Employer concern: How do I know my pandemic response is working?
- The safety plan and your business’ pandemic response may need to evolve with the transition from remote work back to the office.
- Read the WSPS Operational Planning Tool to help identify gaps in your business’s pandemic response and understand where your business needs to shift and adapt if you need to modify your operations.
- Get feedback from your pandemic team on your plan. To be most effective, this team should be comprised of members from different roles in your workplace. For example, HR and operations could review staffing requirements against operational need, while the health and safety manager/coordinator reviews COVID protocol development and implementation.
- Review these sector-specific guidance documents for further tips and guidance based on your industry.
Employer concern: How do I communicate our reopening and safety plan to my staff?
- Continual and regular communication will support your employees with the transition back to a post pandemic reality.
- Understanding is key. Ensure your employees understand why they are returning to the office, and the measures in place to prevent COVID transmission to keep them safe.
- Explain the plan you’ve put in place to support a safe return to the office. Let your staff know what you’re doing, and how you are doing it.
- Include COVID in your workplace policies so staff have a full understanding of your response to the pandemic and the effect it has on their role.
- Ask your employees for feedback on the return to the office. Create a way for employees to submit their thoughts and input on protocols. Acknowledge your employee input through regular internal communications.
- The WSPS Pandemic Playbook lists considerations for providing staff with orientation training on the return to work, and how to effectively communicate with your employees.
Employer concern: What about my employee’s mental health? How can my workplace support employees during the transition back to the office?

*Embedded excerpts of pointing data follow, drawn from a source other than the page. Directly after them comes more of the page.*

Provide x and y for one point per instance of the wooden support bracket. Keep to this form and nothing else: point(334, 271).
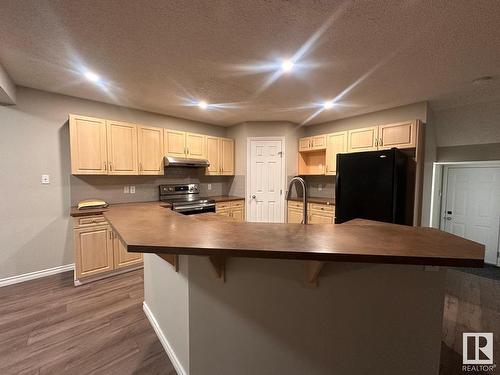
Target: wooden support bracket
point(313, 268)
point(173, 259)
point(219, 265)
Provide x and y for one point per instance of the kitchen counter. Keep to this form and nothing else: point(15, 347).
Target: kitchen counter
point(150, 228)
point(327, 201)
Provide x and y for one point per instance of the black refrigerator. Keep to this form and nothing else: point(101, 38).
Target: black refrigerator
point(375, 185)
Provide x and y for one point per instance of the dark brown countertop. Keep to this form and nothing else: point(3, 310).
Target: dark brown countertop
point(152, 228)
point(315, 200)
point(226, 198)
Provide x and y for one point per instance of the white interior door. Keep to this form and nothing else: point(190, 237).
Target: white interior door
point(471, 206)
point(265, 181)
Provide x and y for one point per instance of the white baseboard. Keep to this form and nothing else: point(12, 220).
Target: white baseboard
point(36, 275)
point(166, 345)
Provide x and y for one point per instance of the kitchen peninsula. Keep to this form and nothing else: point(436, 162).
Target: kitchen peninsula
point(377, 300)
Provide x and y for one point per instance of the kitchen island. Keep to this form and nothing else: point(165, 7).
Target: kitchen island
point(377, 308)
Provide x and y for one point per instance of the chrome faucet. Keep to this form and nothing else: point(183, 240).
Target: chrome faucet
point(304, 193)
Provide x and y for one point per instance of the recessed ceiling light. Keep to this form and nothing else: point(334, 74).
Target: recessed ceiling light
point(481, 80)
point(92, 77)
point(287, 65)
point(328, 104)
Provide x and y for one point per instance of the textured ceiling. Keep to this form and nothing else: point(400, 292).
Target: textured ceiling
point(159, 55)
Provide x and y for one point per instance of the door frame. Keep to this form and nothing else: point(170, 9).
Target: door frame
point(283, 172)
point(440, 179)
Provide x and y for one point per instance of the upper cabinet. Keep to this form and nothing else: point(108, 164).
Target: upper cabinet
point(196, 146)
point(364, 139)
point(122, 148)
point(108, 147)
point(318, 154)
point(88, 145)
point(317, 142)
point(150, 150)
point(185, 145)
point(400, 135)
point(213, 155)
point(336, 143)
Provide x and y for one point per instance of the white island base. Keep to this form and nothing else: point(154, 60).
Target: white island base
point(361, 319)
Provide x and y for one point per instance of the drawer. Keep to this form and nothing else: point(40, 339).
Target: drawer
point(240, 203)
point(222, 205)
point(295, 204)
point(90, 220)
point(321, 207)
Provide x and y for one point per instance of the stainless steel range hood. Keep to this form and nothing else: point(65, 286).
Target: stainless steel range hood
point(172, 161)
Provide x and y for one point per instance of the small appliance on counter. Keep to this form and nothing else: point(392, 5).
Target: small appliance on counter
point(91, 203)
point(186, 199)
point(376, 185)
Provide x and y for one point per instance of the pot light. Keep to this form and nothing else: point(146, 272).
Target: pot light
point(287, 66)
point(92, 77)
point(328, 104)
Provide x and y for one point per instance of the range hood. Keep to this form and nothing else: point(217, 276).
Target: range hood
point(172, 161)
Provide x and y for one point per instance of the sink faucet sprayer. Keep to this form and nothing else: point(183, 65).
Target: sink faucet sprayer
point(304, 193)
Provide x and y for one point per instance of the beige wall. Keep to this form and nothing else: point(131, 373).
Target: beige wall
point(7, 88)
point(387, 116)
point(35, 229)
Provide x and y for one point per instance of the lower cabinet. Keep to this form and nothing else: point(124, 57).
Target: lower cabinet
point(234, 209)
point(98, 250)
point(317, 213)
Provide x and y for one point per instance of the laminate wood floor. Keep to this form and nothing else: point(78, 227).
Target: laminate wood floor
point(472, 304)
point(47, 326)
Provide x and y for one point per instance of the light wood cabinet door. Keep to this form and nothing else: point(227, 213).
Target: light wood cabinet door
point(400, 135)
point(122, 148)
point(305, 144)
point(213, 155)
point(175, 143)
point(335, 143)
point(365, 139)
point(196, 146)
point(318, 142)
point(93, 251)
point(227, 156)
point(122, 258)
point(294, 215)
point(88, 145)
point(238, 213)
point(150, 150)
point(320, 218)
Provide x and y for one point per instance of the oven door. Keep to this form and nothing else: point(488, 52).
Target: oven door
point(195, 209)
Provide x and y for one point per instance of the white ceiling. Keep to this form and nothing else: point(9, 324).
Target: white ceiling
point(157, 55)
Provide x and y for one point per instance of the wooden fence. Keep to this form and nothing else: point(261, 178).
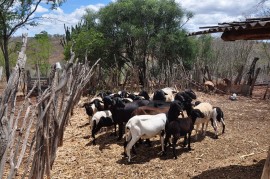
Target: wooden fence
point(31, 130)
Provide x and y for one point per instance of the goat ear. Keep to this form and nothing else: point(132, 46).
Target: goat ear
point(201, 114)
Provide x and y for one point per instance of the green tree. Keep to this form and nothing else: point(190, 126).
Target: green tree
point(140, 31)
point(14, 15)
point(40, 50)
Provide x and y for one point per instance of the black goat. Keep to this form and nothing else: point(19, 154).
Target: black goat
point(178, 127)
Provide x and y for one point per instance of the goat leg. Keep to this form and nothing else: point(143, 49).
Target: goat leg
point(223, 124)
point(120, 132)
point(189, 136)
point(174, 145)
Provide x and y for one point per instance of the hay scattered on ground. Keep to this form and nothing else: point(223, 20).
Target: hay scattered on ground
point(239, 153)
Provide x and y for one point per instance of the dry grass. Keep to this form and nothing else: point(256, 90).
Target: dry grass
point(239, 153)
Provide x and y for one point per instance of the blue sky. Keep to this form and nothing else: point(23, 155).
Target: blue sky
point(207, 13)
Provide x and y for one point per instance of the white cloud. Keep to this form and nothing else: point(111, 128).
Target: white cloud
point(41, 9)
point(207, 13)
point(53, 22)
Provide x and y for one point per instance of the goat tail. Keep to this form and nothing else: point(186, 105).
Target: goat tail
point(127, 134)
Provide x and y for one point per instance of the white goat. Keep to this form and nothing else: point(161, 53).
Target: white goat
point(99, 120)
point(145, 127)
point(207, 110)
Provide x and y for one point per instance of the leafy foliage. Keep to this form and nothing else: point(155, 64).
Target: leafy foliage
point(134, 33)
point(39, 52)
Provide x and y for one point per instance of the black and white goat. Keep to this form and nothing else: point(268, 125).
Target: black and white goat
point(178, 127)
point(122, 112)
point(100, 119)
point(96, 104)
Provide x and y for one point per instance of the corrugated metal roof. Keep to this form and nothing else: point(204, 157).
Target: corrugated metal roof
point(251, 23)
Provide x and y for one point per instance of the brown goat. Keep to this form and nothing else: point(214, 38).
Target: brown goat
point(149, 110)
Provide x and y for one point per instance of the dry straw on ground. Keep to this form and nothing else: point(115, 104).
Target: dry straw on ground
point(239, 153)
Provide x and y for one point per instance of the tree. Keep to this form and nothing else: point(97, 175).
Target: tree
point(15, 14)
point(140, 31)
point(40, 50)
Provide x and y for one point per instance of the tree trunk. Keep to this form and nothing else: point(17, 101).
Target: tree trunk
point(251, 71)
point(254, 80)
point(239, 75)
point(6, 57)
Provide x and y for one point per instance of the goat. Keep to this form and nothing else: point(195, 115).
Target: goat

- Returning to the office, childcare demands, fear of contracting COVID-19, and other pressures have leave many employees stressed and anxious.
- Protecting psychological health and safety is vital for employees, not just during work hours but also supporting them when ‘off the clock’.
- Employees need to have confidence that the workplace is doing everything possible to support their emotional well-being.
- Read this article to get 7 tips on supporting your workers’ mental health during the pandemic – both working remotely and in the office.
Employer concern: COVID requirements keep evolving. How do I keep up?
- As the pandemic evolves, so do the requirements and provincial response.
- To stay up-to-date, assign a “pandemic compliance officer.” This role is not a legal requirement, but this employee can monitor what is required now, actively track changes, and ensure your workplace meets or exceeds its legal obligations.
- Monitor provincial and local news sources, the Ontario.ca COVID site and bookmark the website of your local public health unit so that your compliance officer can check regularly for new orders.
- Follow the enforcement activities of provincial and local police, bylaw officers and workplace inspectors. The focus of these activities may indicate possible opportunities for improvement in your workplace. Expect the focus to shift as priorities change.
- Communicate changes in legal requirements and workplace controls to your employees so they understand why and how expectations and protocols are changing.
- Bookmark the WSPS legislative tracker to stay informed on OHS legislation changes.